Today, McGowan had to satisfy himself with throwing the curve ball for the first time in a bullpen setting and he said it felt a bit weird.
"Everytime I grabbed that curveball it feels like I've got a softball in my hand," he said.
The first official workout for pitchers and catchers here at spring training does not take place until Monday, but McGowan lives in the area and has been a fixture at the Bobby Mattick Training Center working to re-strengthen his arm.
Having a healthy McGowan begin the season in the starting rotation would be a huge boost for the Blue Jays, who in the post-Roy Halladay era will be auditioning plenty of young and inexperienced arms here in Dunedin to fill in the gaps.
McGowan believes he has a shot.
"That's what I'm shooting for," he said. "I guess it all depends on not just myself but the decision they make and what's best for me.
"But realistically I'm coming in, I'm going to compete for a job."
A first-round draft pick of the Blue Jays back in 2000, McGowan has experienced plenty of setbacks in his chosen career path.
In 2004 he underwent Tommy John ligament replacement surgery and as he was recovering from that he discovered he was suffering from Type 1 diabetes, the most serious form of the disease.
McGowan began the 2007 season at Triple-A in Syracuse when injuries to the Blue Jays starting staff required that he get called up about a month in.
He would go on to make 27 starts, including one memorable game in Cleveland where he had a no-hitter broken up in the ninth inning, and concluded the year with a record of 12-10.
McGowan entered the 2008 season full of confidence and Blue Jay officials would tell you his arsenal of pitches was comparable to the likes of A.J. Burnett and Halladay.

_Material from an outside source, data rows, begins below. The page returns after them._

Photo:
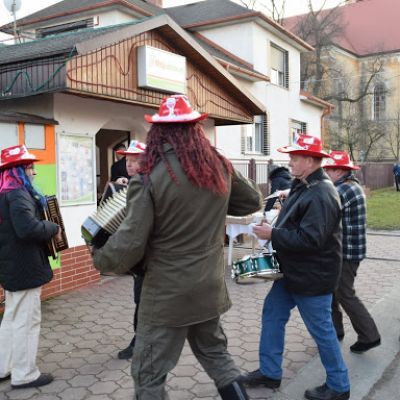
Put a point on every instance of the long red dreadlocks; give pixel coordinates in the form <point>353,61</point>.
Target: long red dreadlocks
<point>200,161</point>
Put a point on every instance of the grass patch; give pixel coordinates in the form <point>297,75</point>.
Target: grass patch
<point>383,209</point>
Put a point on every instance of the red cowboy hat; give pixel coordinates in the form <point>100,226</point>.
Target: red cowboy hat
<point>16,155</point>
<point>340,160</point>
<point>175,109</point>
<point>305,145</point>
<point>135,148</point>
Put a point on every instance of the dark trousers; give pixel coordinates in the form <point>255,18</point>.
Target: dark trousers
<point>157,351</point>
<point>346,297</point>
<point>137,290</point>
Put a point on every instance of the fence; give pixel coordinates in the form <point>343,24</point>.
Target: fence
<point>376,175</point>
<point>373,175</point>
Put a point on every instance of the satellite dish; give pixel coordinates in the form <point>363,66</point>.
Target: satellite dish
<point>12,5</point>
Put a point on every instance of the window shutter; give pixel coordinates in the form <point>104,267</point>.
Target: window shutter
<point>286,69</point>
<point>243,142</point>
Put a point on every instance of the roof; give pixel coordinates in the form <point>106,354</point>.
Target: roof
<point>231,62</point>
<point>216,12</point>
<point>370,27</point>
<point>194,13</point>
<point>66,42</point>
<point>49,46</point>
<point>68,7</point>
<point>91,39</point>
<point>11,116</point>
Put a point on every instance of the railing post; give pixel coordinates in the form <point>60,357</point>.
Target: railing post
<point>252,169</point>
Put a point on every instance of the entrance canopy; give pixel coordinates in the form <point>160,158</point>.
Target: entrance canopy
<point>111,64</point>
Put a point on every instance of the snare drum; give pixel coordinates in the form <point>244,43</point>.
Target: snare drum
<point>265,263</point>
<point>243,268</point>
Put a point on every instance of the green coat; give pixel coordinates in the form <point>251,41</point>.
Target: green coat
<point>179,230</point>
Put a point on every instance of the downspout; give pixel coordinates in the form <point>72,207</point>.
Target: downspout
<point>324,133</point>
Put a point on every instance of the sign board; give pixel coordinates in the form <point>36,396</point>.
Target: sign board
<point>161,70</point>
<point>76,169</point>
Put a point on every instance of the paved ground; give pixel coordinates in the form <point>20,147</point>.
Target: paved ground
<point>82,331</point>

But in July of that year, McGowan was yanked early from a start against Baltimore on July 8 and on July 31st he underwent surgery to repair the fraying of the labrum in his right shoulder.
His recovery process has been painfully slow and last season the Blue Jays were remarking that McGowan might not ever bounce back.
Just before the all-star break, McGowan started throwing again but his progress was once again halted when he had to have surgery on one of his knees he hurt while jogging.
"I tell you what, I think the knee injury was the biggest blessing there was for me," McGowan said. "At that point I'd just started throwing and it [his shoulder]was aching. I was throwing 45 feet and it was aching.
"And then the next day I had the knee injury and it just give me five or six weeks, no throwing, to rest. Once I had that rest my shoulder felt pretty good. So I'm thinking it really helped."
Since then it has been only good news for McGowan, who admits to having some nagging doubts that his shoulder would ever respond.
"At some point last year when I was down in rehab it just seemed that it would never quit hurting," he said. "My biggest fear was I'd have to go back in and get surgery and who knows what would happen then after that.
"But I've got a good wife keeping me positive and telling me everything would be alright. It's good to have people who believed in me."